鼠径ヘルニア

鼠経ヘルニア

 鼠経ヘルニアとは太ももの付け根、いわゆる鼠径部におなかの中の腸が皮膚の下に出てくる病気です。昔から脱腸と呼ばれていました。子どもと大人ではその原因に違いがありますが、症状は同じです。
子どものヘルニアは胎児期の腹膜鞘状突起遺残という成長過程に発生したものですが、大人のヘルニアは鼠径部の靭帯や筋肉が弱まることで発生します。
初期にはおなかに力を入れると足の付け根あたりが膨らみ、手で押さえるともとに戻りますが、だんだん膨らみが増してきます。手で押さえても元に戻らなくなる状態を嵌頓と言います。強い痛みを伴い、腸閉塞となって緊急手術が必要となる場合もあります。

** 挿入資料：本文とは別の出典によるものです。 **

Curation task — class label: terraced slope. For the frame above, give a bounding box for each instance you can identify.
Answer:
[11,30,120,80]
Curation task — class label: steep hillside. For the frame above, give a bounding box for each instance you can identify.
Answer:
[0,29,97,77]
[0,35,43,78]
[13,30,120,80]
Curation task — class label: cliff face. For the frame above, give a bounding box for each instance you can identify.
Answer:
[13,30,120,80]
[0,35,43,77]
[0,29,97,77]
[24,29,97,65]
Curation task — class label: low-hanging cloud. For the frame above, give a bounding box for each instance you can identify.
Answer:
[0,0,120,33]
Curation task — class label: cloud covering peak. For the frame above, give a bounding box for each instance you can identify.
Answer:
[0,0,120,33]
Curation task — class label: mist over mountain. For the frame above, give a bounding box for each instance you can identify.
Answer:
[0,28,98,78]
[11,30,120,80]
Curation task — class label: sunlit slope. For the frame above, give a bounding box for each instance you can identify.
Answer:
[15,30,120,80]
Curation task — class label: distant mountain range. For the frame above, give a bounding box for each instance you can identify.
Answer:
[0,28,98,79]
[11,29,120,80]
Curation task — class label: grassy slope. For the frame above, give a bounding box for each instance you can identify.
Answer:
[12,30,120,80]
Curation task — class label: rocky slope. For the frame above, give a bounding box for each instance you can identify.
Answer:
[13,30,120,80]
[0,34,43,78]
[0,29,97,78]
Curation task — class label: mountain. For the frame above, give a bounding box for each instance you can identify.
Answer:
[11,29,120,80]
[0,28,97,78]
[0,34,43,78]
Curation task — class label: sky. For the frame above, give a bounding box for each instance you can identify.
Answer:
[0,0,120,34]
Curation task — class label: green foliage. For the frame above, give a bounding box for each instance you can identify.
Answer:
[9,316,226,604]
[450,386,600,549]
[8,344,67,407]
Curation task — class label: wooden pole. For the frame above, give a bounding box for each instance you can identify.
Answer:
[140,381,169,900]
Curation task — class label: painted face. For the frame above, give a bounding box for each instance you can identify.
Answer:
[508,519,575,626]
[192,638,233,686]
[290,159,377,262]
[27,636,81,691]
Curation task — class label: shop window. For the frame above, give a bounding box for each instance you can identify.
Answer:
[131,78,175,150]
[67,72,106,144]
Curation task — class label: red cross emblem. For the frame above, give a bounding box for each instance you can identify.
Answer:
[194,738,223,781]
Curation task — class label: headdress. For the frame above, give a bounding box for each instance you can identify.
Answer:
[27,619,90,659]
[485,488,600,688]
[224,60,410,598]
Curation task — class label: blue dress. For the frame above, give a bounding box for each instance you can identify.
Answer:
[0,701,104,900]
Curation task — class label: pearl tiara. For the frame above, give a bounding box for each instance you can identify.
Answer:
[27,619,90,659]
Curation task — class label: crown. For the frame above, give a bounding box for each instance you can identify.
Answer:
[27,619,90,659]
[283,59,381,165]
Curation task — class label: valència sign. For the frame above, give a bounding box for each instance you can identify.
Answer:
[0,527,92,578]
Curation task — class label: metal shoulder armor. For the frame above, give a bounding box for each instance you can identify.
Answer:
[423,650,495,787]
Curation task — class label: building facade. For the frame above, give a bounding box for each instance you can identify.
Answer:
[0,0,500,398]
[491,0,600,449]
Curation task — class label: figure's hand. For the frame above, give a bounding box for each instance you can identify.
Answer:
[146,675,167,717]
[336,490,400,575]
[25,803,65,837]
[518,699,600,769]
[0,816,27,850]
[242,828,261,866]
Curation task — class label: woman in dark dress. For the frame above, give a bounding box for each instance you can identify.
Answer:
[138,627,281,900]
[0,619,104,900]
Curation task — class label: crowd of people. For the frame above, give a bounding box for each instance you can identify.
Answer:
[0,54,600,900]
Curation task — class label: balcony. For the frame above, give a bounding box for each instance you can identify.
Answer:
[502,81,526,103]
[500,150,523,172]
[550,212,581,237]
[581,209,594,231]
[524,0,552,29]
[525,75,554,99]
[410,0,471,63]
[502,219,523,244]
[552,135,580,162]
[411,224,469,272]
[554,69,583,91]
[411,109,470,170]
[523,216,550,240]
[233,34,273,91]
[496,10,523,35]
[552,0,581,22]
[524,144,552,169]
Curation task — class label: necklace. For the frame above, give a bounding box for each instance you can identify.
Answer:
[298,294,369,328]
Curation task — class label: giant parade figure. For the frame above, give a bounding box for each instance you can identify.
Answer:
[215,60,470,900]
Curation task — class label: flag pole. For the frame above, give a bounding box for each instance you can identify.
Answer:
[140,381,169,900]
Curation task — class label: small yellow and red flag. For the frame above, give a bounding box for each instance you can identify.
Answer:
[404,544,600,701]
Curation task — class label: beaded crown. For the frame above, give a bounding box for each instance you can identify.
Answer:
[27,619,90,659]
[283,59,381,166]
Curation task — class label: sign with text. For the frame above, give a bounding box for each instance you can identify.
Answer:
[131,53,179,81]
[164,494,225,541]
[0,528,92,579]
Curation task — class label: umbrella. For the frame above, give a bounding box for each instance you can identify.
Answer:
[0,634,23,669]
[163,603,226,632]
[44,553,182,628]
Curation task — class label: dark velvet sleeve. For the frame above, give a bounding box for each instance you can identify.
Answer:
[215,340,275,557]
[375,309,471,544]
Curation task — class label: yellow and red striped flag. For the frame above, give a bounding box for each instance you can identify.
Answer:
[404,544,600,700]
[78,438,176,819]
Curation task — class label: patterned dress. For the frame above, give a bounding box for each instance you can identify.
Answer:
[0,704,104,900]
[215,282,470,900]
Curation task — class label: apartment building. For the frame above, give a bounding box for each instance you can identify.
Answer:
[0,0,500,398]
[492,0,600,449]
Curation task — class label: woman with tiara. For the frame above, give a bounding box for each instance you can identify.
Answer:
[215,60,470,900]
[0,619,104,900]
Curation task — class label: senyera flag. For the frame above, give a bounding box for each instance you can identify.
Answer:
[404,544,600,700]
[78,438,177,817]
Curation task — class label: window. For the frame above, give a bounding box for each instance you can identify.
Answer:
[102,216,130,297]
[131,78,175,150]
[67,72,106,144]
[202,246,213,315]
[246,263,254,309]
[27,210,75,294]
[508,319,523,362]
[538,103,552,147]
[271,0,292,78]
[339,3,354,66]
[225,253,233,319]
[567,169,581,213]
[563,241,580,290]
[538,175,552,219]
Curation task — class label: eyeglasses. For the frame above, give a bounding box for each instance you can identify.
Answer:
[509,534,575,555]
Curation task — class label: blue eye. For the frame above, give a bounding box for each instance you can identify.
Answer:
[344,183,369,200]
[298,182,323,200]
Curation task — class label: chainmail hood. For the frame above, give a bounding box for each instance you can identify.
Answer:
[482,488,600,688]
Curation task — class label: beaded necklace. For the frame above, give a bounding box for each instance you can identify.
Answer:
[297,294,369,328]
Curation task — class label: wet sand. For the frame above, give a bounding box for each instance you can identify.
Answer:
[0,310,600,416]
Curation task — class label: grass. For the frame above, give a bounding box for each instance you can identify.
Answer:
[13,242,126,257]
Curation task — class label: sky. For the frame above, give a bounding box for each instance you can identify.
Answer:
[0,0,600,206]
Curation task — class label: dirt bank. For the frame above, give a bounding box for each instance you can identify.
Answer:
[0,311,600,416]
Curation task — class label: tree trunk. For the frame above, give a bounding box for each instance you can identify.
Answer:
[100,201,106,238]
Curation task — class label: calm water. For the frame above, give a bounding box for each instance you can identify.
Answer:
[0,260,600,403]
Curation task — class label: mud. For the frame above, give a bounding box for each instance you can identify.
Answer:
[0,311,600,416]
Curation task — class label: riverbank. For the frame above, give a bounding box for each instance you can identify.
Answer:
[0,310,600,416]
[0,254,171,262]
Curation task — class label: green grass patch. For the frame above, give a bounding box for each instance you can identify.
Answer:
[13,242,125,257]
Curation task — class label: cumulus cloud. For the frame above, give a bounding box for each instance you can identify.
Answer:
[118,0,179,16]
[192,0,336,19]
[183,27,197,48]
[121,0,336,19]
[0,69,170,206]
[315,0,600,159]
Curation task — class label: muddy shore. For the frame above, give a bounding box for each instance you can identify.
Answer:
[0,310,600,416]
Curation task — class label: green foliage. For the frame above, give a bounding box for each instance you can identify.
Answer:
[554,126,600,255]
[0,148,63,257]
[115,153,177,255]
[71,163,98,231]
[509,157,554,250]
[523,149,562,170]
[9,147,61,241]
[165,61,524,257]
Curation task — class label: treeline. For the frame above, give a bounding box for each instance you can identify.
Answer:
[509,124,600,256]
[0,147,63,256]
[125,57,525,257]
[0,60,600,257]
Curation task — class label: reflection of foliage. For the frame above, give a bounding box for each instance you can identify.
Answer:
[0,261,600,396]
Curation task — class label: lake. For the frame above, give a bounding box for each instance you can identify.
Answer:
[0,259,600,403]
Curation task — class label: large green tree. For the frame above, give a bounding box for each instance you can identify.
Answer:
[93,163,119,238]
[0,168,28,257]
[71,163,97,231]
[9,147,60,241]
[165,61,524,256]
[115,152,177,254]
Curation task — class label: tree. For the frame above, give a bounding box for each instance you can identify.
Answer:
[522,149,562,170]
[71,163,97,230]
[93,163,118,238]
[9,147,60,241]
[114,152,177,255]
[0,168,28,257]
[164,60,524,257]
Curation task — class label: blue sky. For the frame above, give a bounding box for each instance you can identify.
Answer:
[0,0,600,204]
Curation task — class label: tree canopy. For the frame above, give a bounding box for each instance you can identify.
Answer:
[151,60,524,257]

いずれにしても治療には手術が必要です。子どもの手術はこのヘルニアの袋を切除するだけですが、大人の場合は弱体化した部位の修復が必要で、いろいろな方法があります。最近では腹腔鏡を使いおなかの中からメッシュと言われる人工補強材でふさぐ手術が多く行われています。日帰り手術や数日の入院手術で治療も可能となっていますが、退院後すぐは重いものを持ったり、重労働は避けたほうがいいでしょう。
鼠経部のヘルニアにはそのほかに女性に多い大腿裂孔ヘルニアがあります。これは鼠経ヘルニアよりやや下方から腸が出てきます。嵌頓することが多く、緊急手術を要することが多いので注意が必要です。